I told Erica I was leaving but i didn’t go into too much detail. When I talked to her next, she started asking me questions and was really worried. I was so confused. I had told her that I was leaving but apparently all the details I had left out were all the important ones, so she had no idea where I went or what had happened. But we figured it out.
Erica and I hung out a bit after that. Never around James much because he was still pretty uncomfortable around me which was understandable. Erica and I sat in her car sometimes and talked. She had a wicked 2006 Mitsubishi Eclipse that is so sexy. I brag about it to my friends (But don’t say anything because she doesn’t know I do that).
Then one day she wanted to hang out with me and I was down, but James joined in last minuet. I asked if they still wanted to hang and James said all was cool. Erica said it was good. So we took our lunch and sat by Erica’s (Sexy) car and as we ate our food, some of our friends showed up. One of them I knew but wasn’t sure Erica and James did, and that was my boy Beetle. Then the other we all knew and that was Joker. So we hung with them until Beetle went to class. Joker and Beetle told us of this school that was in this weird location and all that. After Beetle left, Joker asked if we wanted to see it, and so we did. We stayed and hung around for a bit, ditching class because it was so close to the end of the school year that no one cared and Joker, James, and Erica were all seniors so they were graduating in a few days.
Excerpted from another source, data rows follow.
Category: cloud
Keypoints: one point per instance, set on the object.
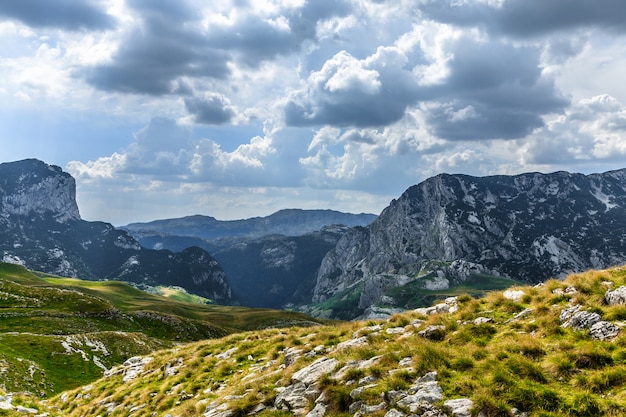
(212, 109)
(589, 133)
(493, 90)
(155, 57)
(529, 18)
(59, 14)
(347, 91)
(173, 42)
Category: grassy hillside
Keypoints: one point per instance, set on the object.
(59, 333)
(509, 353)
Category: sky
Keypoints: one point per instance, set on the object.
(237, 108)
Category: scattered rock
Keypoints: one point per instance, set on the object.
(433, 332)
(425, 389)
(6, 402)
(616, 297)
(25, 410)
(603, 330)
(359, 341)
(514, 295)
(395, 413)
(358, 391)
(318, 411)
(291, 355)
(172, 367)
(567, 291)
(523, 314)
(448, 306)
(130, 369)
(294, 398)
(227, 354)
(582, 320)
(394, 330)
(312, 373)
(460, 407)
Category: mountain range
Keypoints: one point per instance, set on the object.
(551, 350)
(446, 234)
(288, 222)
(453, 228)
(42, 230)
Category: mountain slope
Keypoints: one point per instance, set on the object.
(57, 333)
(550, 350)
(42, 230)
(289, 222)
(452, 227)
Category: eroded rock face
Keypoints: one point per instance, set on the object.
(604, 330)
(42, 230)
(616, 296)
(451, 227)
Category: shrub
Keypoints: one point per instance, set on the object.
(524, 368)
(462, 364)
(592, 359)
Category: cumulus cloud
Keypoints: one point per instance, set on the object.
(347, 91)
(60, 14)
(212, 109)
(307, 98)
(589, 133)
(154, 57)
(529, 18)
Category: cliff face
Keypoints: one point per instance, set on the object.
(42, 230)
(529, 227)
(31, 188)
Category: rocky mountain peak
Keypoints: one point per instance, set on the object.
(31, 187)
(42, 230)
(529, 227)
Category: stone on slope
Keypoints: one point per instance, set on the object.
(603, 330)
(616, 297)
(460, 407)
(315, 371)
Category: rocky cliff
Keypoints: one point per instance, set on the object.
(42, 230)
(452, 227)
(288, 222)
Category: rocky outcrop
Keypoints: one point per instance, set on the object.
(289, 222)
(450, 228)
(42, 230)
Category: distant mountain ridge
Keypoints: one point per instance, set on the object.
(452, 227)
(288, 222)
(42, 230)
(270, 261)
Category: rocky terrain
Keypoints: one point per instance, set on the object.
(288, 222)
(453, 228)
(59, 333)
(552, 349)
(270, 261)
(42, 230)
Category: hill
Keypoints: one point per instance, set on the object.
(58, 333)
(42, 230)
(453, 228)
(288, 222)
(548, 350)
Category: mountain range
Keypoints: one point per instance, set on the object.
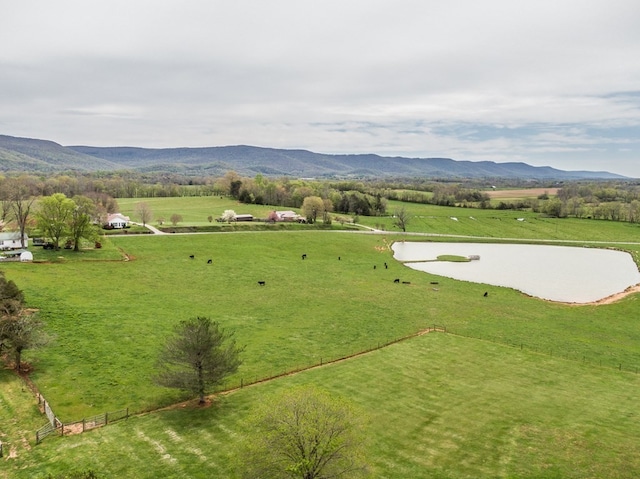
(42, 156)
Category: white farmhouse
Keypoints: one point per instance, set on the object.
(117, 221)
(11, 240)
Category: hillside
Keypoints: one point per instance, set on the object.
(41, 156)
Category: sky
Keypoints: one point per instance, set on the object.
(546, 82)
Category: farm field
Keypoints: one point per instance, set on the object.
(513, 377)
(438, 406)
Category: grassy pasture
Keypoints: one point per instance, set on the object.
(194, 209)
(438, 405)
(495, 224)
(441, 405)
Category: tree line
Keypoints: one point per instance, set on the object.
(610, 200)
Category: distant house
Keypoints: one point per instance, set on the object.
(286, 216)
(12, 240)
(117, 221)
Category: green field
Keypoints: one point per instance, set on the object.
(518, 387)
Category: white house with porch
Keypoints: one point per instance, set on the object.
(117, 221)
(11, 240)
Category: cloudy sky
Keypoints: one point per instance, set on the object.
(546, 82)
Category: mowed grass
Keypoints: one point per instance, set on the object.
(110, 318)
(495, 224)
(195, 210)
(527, 399)
(438, 405)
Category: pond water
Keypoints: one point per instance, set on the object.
(557, 273)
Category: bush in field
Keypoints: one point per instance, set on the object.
(305, 433)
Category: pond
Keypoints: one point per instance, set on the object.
(557, 273)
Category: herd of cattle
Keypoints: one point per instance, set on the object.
(304, 256)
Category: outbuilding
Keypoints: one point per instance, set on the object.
(12, 240)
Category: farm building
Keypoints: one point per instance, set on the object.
(285, 216)
(12, 240)
(117, 221)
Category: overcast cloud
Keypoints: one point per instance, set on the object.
(550, 82)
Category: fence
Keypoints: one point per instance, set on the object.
(322, 362)
(56, 426)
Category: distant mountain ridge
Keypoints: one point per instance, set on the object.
(42, 156)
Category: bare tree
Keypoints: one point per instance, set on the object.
(21, 331)
(199, 356)
(312, 207)
(18, 199)
(144, 212)
(401, 218)
(81, 221)
(304, 433)
(53, 216)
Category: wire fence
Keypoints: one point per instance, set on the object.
(323, 362)
(55, 426)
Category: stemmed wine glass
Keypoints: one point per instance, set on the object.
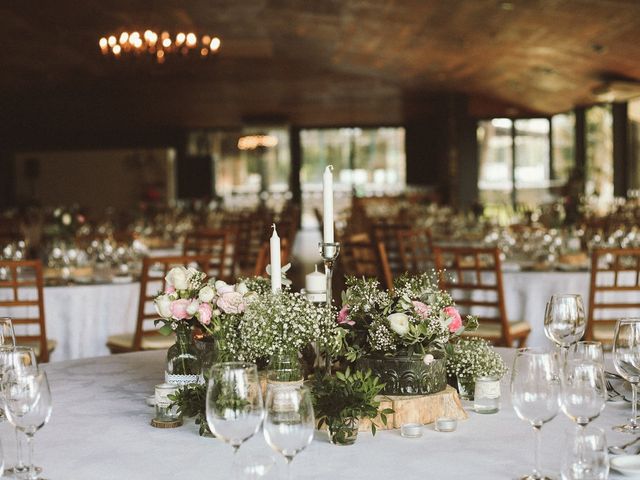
(234, 402)
(27, 402)
(584, 392)
(564, 321)
(626, 358)
(289, 422)
(535, 391)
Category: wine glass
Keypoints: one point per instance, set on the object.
(234, 402)
(626, 359)
(534, 394)
(27, 402)
(583, 391)
(564, 321)
(584, 350)
(289, 423)
(586, 456)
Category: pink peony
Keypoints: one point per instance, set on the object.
(179, 308)
(456, 319)
(204, 313)
(232, 302)
(343, 316)
(423, 310)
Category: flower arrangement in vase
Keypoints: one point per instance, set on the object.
(401, 334)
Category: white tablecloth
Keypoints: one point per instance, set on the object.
(100, 430)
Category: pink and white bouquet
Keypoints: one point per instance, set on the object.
(415, 318)
(190, 300)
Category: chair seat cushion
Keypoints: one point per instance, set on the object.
(155, 341)
(494, 330)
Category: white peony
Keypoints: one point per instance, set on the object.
(399, 323)
(163, 306)
(178, 278)
(206, 294)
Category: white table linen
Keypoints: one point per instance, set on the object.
(100, 430)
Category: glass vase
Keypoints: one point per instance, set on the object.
(183, 362)
(343, 431)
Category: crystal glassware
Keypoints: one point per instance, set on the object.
(626, 359)
(535, 389)
(564, 321)
(28, 406)
(585, 456)
(289, 421)
(584, 391)
(234, 402)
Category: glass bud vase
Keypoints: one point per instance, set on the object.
(183, 362)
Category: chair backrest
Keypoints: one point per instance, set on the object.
(264, 259)
(217, 245)
(22, 298)
(364, 258)
(614, 290)
(152, 281)
(416, 250)
(473, 277)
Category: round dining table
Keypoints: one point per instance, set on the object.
(100, 429)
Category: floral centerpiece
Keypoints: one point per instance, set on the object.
(401, 334)
(471, 358)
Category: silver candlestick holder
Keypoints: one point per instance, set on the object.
(329, 253)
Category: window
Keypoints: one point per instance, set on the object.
(514, 160)
(600, 153)
(366, 161)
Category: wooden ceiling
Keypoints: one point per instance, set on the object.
(313, 62)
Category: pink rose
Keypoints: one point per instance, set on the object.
(343, 316)
(423, 310)
(204, 313)
(456, 319)
(179, 308)
(232, 302)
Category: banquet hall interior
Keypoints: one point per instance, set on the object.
(492, 145)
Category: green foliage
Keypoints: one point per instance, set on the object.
(347, 395)
(191, 402)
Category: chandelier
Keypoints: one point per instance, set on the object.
(158, 46)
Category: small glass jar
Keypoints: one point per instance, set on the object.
(486, 397)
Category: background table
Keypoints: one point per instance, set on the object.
(100, 430)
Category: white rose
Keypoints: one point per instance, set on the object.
(399, 323)
(177, 278)
(206, 294)
(163, 306)
(193, 307)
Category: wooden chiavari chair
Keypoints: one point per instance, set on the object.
(19, 281)
(146, 336)
(473, 276)
(614, 290)
(416, 250)
(218, 246)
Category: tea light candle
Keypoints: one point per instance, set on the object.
(315, 282)
(411, 430)
(446, 424)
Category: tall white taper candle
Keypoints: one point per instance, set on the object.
(276, 276)
(327, 197)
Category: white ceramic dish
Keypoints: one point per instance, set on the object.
(628, 465)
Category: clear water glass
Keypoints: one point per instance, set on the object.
(626, 359)
(289, 423)
(564, 319)
(535, 391)
(585, 456)
(584, 391)
(234, 402)
(28, 406)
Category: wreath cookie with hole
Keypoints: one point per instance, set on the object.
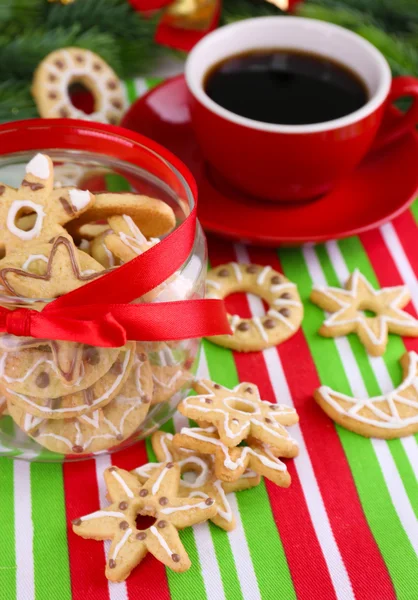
(285, 311)
(68, 66)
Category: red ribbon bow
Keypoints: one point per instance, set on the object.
(100, 312)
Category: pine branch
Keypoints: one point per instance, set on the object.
(20, 57)
(16, 101)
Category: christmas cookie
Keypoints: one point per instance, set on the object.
(347, 306)
(119, 379)
(198, 479)
(240, 413)
(285, 311)
(34, 371)
(127, 242)
(168, 380)
(61, 69)
(153, 217)
(231, 463)
(392, 415)
(60, 267)
(51, 209)
(158, 498)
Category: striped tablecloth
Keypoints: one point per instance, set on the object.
(346, 528)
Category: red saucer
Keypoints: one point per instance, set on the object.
(381, 188)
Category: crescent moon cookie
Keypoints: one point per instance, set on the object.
(158, 498)
(347, 306)
(392, 415)
(257, 333)
(118, 380)
(52, 208)
(67, 66)
(204, 484)
(152, 216)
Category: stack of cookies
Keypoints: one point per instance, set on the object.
(239, 439)
(73, 398)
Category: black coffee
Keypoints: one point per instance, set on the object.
(285, 87)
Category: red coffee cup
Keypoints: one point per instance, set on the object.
(294, 162)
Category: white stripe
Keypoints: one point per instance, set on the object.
(391, 476)
(237, 538)
(141, 86)
(401, 260)
(311, 490)
(207, 556)
(25, 580)
(117, 591)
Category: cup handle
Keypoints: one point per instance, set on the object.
(389, 132)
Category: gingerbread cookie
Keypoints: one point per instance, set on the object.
(153, 217)
(231, 463)
(127, 241)
(204, 484)
(119, 379)
(61, 69)
(347, 306)
(168, 380)
(240, 413)
(392, 415)
(34, 371)
(52, 208)
(285, 311)
(62, 270)
(158, 498)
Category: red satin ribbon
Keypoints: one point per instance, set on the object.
(99, 313)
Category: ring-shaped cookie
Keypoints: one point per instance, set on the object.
(64, 67)
(285, 311)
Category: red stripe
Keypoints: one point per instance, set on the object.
(306, 561)
(386, 271)
(406, 228)
(369, 578)
(149, 580)
(332, 471)
(87, 559)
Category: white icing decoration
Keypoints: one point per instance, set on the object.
(158, 481)
(171, 509)
(76, 408)
(38, 166)
(79, 199)
(123, 484)
(161, 540)
(261, 277)
(334, 320)
(15, 207)
(32, 258)
(383, 420)
(121, 543)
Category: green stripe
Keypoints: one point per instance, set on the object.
(117, 183)
(374, 496)
(259, 526)
(190, 584)
(50, 546)
(131, 90)
(7, 537)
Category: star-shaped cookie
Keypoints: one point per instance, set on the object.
(204, 484)
(63, 274)
(231, 463)
(347, 306)
(239, 413)
(46, 209)
(157, 498)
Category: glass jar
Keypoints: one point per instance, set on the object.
(70, 417)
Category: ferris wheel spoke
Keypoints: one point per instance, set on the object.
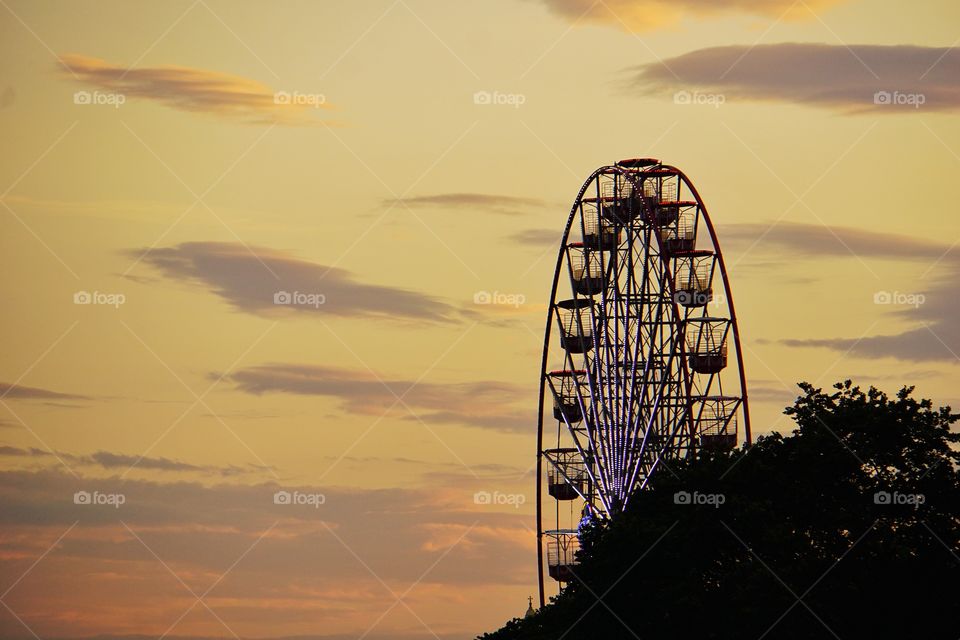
(644, 375)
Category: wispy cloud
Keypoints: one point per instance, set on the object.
(934, 334)
(269, 282)
(284, 566)
(506, 205)
(840, 241)
(849, 79)
(118, 461)
(487, 404)
(536, 237)
(23, 392)
(643, 15)
(199, 91)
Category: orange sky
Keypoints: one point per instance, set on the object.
(169, 168)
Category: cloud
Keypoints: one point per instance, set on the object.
(276, 569)
(506, 205)
(113, 461)
(643, 15)
(21, 392)
(931, 311)
(836, 77)
(249, 278)
(815, 240)
(197, 91)
(536, 237)
(483, 404)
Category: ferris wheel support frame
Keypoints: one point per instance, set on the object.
(616, 169)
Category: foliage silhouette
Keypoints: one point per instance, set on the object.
(846, 529)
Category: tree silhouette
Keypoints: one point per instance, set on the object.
(846, 529)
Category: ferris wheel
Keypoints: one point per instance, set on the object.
(641, 357)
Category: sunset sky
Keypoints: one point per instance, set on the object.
(170, 168)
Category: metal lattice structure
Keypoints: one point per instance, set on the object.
(637, 364)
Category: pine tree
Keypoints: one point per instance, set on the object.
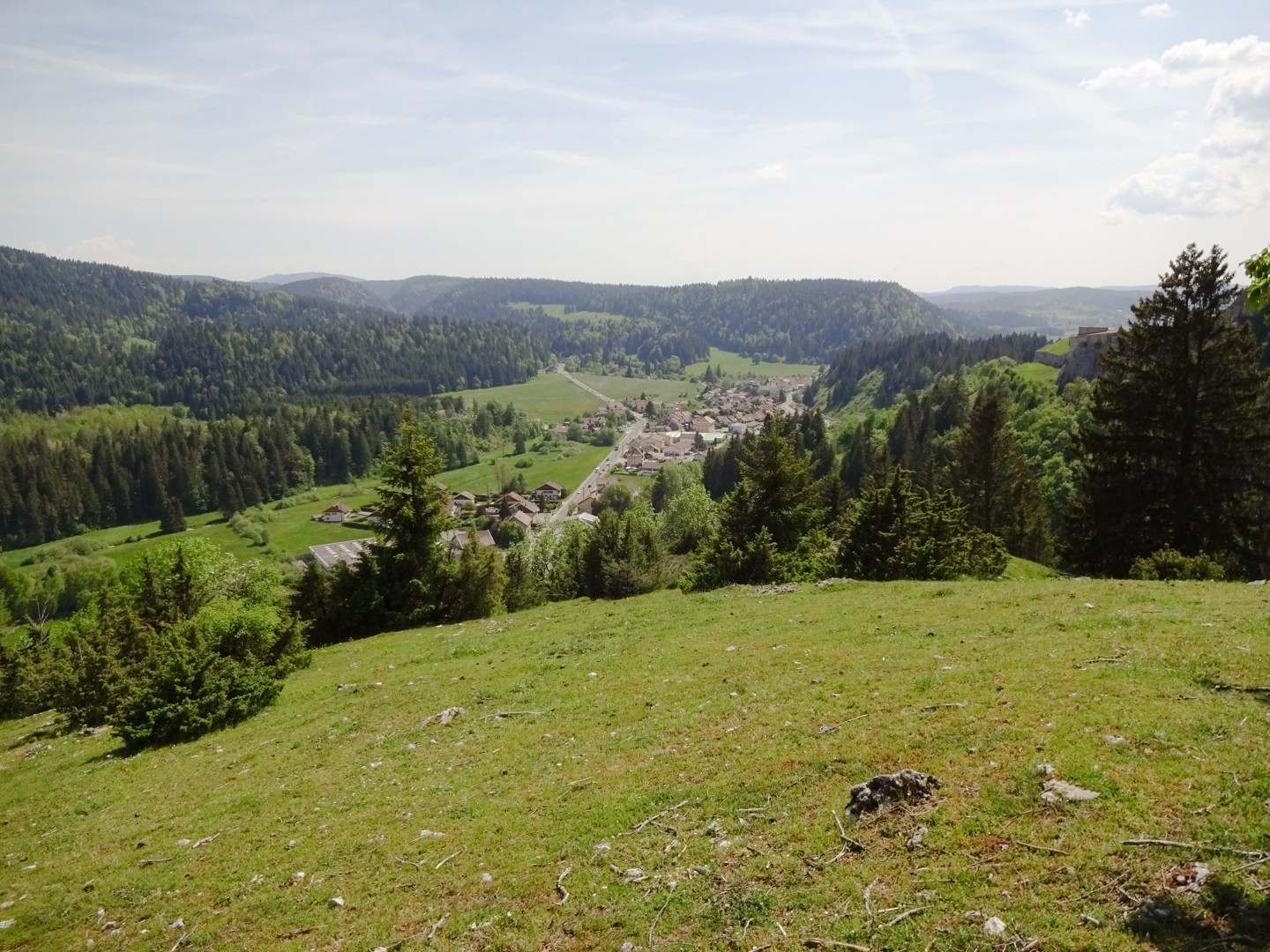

That was how I managed to hijack a Senior Sluff Day. The only way the day could’ve been better is if we took Erica’s sexy car, but we took Joker’s instead. I have never gotten a ride in that car, but it’s on my bucket list. I refuse to die until I get a ride in THAT car. Not just any Mitsubishi Eclipse, THAT one. It’s got a nice ass.
I know this doesn’t have much to do with Pride except that Erica’s bi and today is bi pride day, but the one message I hope someone extracted was: Friendship. This is the short story of our friendship but as you can tell, none of this would’ve been possible without Erica and James. They are my inspirations and my heroes. I wouldn’t be the person I am today without them and I hope they know it. So my PokePals, I relate this to pride by saying that so long as you have at least one good friend that you can depend on for the best and the worst, Keep holding on to them.
I’m moving my blog to a Wix website because I can’t read anyone’s blog from Medium, so please let me know if you guys have blogs that you want me to read. Remember to find all of Erica’s works on Wattpad HERE and follow her here on Medium, Erica Badger.
Special thanks to Erica for being my best friend and my hero. You’re like the big sister I’ve always wanted but never had. Until now. Have fun with your life, and I can’t wait till I meet you as Dr.Badger. Thank you for teaching me to never be afraid to show my true colors.
Love you all and have a fun Pride month! BI PRIDE!!!